I need help on deciding which of these I should get... 
First off it will be my first Glock and my daily CCW
Info on prices, differences, accuacy, ammo, all the good stuff and the bad, if any.

All info is greatly appreciated!!


----------



## FLAshooter (Oct 10, 2010)

HEy,

This was def not my first glock, but the GLOCK 30SF was my first CCW. IT is a GREAT CCW. The recoil is managable. Very accurate super fun to shoot. ONLY drawback is it is a little thick and just a bit heavy on the hip all the time but i WILL keep mine def. Made me want a CC that is lighter. Which is leading me to my current hunt of a GLOCK 23 or Sig 229


----------



## mike.45px4 (Jul 29, 2010)

FLAshooter;
Thanks a friend of mine (cop) suggested to me the Glock 23 as well. 
I got to shoot the Glock 29 and loved it!! Only thing that really bothered me was that while I was shooting it the trigger guard really seamed to get in the way of my grip. It left my right hand middle finger knuckle with a deep imprint. 
I really enjoyed shooting it, im sure it would be the perfect CCW. I may get one if I dont find something similar in size and power that can fit my hand better.


----------



## Bisley (Aug 24, 2008)

mike.45px4 said:


> Only thing that really bothered me was that while I was shooting it the trigger guard really seamed to get in the way of my grip. It left my right hand middle finger knuckle with a deep imprint.


This puzzles me a little bit, especially if you are right handed. I haven't shot a G29, but I own a 10mm in the G20, and you very definitely need to use a correct combat grip with it. This is the grip I use for all semi-autos, and it neutralizes the effect of recoil very well, if done properly. If you are pushing with your strong hand, and pulling with the weak hand, the pistol is locked up like a vice, and you are very quick to come back 'on-line' after recoil.










I think the G29 and G30 are great choices for a CCW. It takes awhile to get used to the weight of a double-stack in the larger calibers, especially if you are carrying a second magazine, and you may have to modify the way you dress to conceal it properly. But I have tried the full range of carry guns and holsters, and personally, I am a believer in carrying the biggest gun I can shoot well. I carry an XD45 compact, but am seriously eyeballing the G29, because the 10mm is such a great shooting round.


----------



## mike.45px4 (Jul 29, 2010)

I carry an XD45 compact, but am seriously eyeballing the G29, because the 10mm is such a great shooting round.[/QUOTE]

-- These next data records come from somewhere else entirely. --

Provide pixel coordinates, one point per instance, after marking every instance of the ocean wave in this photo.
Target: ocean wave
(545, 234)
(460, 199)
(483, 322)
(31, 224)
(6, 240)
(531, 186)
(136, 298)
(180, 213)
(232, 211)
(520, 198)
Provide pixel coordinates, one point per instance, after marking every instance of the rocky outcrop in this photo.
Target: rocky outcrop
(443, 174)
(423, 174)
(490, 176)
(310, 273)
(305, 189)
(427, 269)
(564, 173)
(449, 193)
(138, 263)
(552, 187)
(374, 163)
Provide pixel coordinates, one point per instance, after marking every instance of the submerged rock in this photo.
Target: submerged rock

Which is why I really want this gun. The problem I had I think is just me, how my hand is. I think the gun is just too small for my hands. Now I'm setting my eyes on the xd compact .45acp or the CZ P 07. And I think the CZ P 07 will be what I'll get.


----------



## hetzer (Jul 29, 2010)

Buy both. Problem solved!


----------



## MacA (Sep 19, 2010)

I just ordered the G30. Primarily because I already have the G21 and plenty of .45 ACP ammo. I can't wait to get it. However, I don't think you can go wrong with either the G30 or G29.


----------